Single-purchase retailers can try to retain customers by sending out targeted marketing communications via email or text. You can draw people back to your shop with related products, updated models of previous purchases, or deals and discounts for your store.
Product subscriptions should track both retention and churn rate. You can lower your subscription churn rate by following the example of companies like HelloFresh. The meal delivery company makes their service seem invaluable to customers who can’t or don’t like to cook. Reinforcing your benefit to customers can help your subscription box thrive and lower your churn considerably.
How Do I Reduce Churn?
Reducing churn starts with improving customers’ experiences. If someone’s unsatisfied with your product or service, don’t expect them to return until you’ve resolved any issues. Keep track of customer complaints via feedback forms and offer alternatives to canceling like downgrades or discounts.
To learn more about reducing churn, check out our comprehensive six-step guide.
Why Do Customers Churn?
Most customers churn when they find little value in your business. Your pricing might be too high, the product poor, or the customer could have had a poor experience with your support staff. Maybe they struggled to navigate your website or no longer need your product or service. Some people might see more value in your competitors, or they could just be the wrong fit for your business.
Understanding why customers churn will help you develop strategies to retain them longer. Ensure they get all the help they need from your support staff and offer alternatives to cancellation. If your product isn’t working for them, improve it so future customers don’t face similar issues.
How Do I Win Back Churned Customers?
Before you start chasing after every churned customer, take a look at your user data. Pinpoint the customers who added the most value to your business and go after them first. There’s no point in pursuing a customer who will churn again within the next few months.
Got your list of target customers? Now put together a win-back program that pairs remedial actions with customers’ reasons for leaving. If your business was too expensive, offer coupons and discounts. For customers who struggled to use the product, create educational programs to onboard them.
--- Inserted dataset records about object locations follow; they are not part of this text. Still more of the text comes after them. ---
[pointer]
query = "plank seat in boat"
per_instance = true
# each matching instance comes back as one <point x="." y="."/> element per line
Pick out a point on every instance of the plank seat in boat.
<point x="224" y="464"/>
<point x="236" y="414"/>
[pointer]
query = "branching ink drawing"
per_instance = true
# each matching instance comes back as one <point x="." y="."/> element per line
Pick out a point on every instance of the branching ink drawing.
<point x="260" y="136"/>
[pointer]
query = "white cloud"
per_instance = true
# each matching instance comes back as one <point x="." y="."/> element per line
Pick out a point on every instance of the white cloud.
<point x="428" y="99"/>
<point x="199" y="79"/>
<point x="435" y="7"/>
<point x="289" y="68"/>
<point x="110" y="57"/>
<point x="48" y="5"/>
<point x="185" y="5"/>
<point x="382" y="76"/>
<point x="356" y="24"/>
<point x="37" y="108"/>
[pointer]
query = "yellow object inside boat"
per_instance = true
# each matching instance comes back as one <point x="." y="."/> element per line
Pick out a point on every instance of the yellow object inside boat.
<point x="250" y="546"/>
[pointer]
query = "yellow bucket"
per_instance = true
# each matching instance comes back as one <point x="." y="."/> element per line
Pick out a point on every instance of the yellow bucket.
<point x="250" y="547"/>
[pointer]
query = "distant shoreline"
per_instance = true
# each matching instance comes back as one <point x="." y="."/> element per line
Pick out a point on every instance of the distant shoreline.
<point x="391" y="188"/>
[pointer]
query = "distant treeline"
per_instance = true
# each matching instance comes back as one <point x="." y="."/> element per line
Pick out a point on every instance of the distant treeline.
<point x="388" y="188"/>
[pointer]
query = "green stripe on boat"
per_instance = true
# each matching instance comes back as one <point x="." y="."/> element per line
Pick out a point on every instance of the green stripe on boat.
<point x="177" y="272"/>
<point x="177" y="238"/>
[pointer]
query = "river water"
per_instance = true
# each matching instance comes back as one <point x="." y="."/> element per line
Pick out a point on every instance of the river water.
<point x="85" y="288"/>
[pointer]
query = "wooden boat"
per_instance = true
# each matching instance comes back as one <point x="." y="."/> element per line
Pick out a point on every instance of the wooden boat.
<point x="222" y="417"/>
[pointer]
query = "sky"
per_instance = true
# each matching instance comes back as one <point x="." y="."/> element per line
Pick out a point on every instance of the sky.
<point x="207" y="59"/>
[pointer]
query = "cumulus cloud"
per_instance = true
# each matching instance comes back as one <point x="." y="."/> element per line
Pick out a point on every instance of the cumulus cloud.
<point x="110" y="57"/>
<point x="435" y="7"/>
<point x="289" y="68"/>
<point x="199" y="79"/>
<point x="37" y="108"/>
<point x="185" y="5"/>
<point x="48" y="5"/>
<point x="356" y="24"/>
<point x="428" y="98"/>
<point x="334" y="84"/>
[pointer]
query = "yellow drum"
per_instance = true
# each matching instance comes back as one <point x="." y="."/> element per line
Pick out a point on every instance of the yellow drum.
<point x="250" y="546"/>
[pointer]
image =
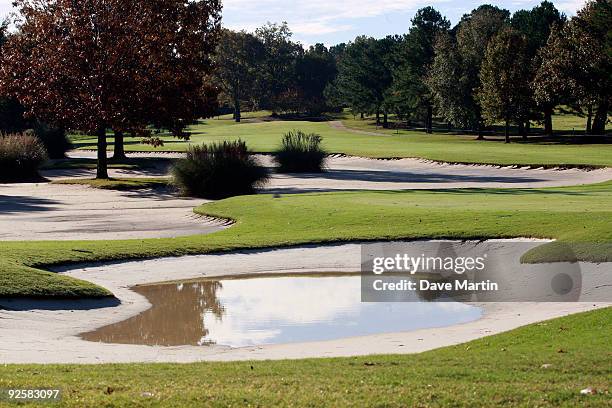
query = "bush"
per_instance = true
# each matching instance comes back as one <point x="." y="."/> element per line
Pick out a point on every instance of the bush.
<point x="20" y="156"/>
<point x="300" y="153"/>
<point x="218" y="170"/>
<point x="54" y="139"/>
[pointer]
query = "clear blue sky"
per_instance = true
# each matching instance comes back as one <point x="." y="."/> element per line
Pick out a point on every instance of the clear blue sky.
<point x="335" y="21"/>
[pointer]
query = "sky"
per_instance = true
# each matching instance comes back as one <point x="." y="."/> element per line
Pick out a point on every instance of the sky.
<point x="335" y="21"/>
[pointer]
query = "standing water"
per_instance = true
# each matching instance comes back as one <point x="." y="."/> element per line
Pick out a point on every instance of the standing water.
<point x="270" y="310"/>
How Do I Predict Churn Rate?
To predict your churn rate, compile past churn data and a usage baseline of your product or service.
The historical data shows you what churned customers have in common. Did they use the same features as other customers who left? Did more high-tier or low-tier customers churn? Use this data to find patterns in behavior and resolve the issues in those sections.
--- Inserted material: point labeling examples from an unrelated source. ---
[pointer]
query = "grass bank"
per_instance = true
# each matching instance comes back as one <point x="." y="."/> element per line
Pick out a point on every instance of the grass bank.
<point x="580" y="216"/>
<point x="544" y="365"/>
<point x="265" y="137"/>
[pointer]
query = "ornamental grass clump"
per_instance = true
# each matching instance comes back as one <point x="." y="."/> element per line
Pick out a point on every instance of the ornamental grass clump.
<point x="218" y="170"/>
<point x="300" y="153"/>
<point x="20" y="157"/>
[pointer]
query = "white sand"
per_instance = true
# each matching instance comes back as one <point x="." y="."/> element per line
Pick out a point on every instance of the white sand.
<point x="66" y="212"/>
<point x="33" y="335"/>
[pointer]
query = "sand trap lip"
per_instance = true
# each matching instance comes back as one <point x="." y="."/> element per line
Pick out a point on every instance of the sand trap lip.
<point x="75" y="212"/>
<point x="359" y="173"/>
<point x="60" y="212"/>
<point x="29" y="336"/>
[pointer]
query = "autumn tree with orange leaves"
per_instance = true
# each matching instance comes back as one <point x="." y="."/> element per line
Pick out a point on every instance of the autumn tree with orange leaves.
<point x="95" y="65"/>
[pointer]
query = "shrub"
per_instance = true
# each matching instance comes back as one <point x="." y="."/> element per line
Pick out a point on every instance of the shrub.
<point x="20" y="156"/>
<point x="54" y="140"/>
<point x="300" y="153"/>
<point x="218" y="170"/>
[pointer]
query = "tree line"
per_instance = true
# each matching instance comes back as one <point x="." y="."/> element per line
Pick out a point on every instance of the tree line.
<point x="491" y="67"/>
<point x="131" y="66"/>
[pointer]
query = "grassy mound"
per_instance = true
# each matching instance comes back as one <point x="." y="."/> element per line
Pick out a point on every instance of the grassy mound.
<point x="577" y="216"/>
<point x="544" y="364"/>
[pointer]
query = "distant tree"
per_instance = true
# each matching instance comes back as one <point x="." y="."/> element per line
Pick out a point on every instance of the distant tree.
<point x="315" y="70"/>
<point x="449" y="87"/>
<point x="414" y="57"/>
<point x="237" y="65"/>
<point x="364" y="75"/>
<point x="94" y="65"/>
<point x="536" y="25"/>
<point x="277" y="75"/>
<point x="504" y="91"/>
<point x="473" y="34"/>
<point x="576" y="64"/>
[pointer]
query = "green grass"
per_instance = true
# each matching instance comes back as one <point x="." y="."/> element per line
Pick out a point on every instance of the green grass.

For SaaS businesses, gauge when a customer starts using your software less frequently by establishing a usage baseline. Once new customers become active, track their actions to see how engaged they are across your features. If you notice customers disengaging with the software, prepare for them to churn.
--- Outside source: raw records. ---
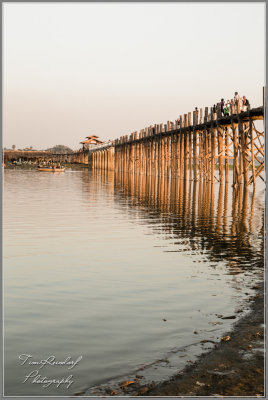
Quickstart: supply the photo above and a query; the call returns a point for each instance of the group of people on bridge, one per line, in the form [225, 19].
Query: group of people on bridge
[241, 104]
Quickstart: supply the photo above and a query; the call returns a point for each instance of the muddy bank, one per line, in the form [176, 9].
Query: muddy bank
[233, 368]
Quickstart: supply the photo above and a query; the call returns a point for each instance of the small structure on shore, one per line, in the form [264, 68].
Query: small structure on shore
[91, 141]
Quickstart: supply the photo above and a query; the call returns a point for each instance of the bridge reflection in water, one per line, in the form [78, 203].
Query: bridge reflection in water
[220, 221]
And don’t underestimate the importance of customer feedback. While not every customer explicitly voices complaints on feedback forms, it’s your job to check them thoroughly and address each potential concern. Open communication with your customers about their problems will help you gain their trust and potentially retain them.
Does Churn Mean Turnover?
Both employee churn and employee turnover refer to the number of people who leave a company. But turnover specifically means someone has replaced the vacated employee. Churn, on the other hand, covers all lost employees. The number of people who leave a job and are not replaced is called attrition, so churn encompasses both employee turnover and attrition rates.
Is Churn a KPI?
For most businesses, yes, churn is a KPI. Lost customers, employees, or revenue are important metrics to track and indicate how successfully your startup retains customers (or can win them back).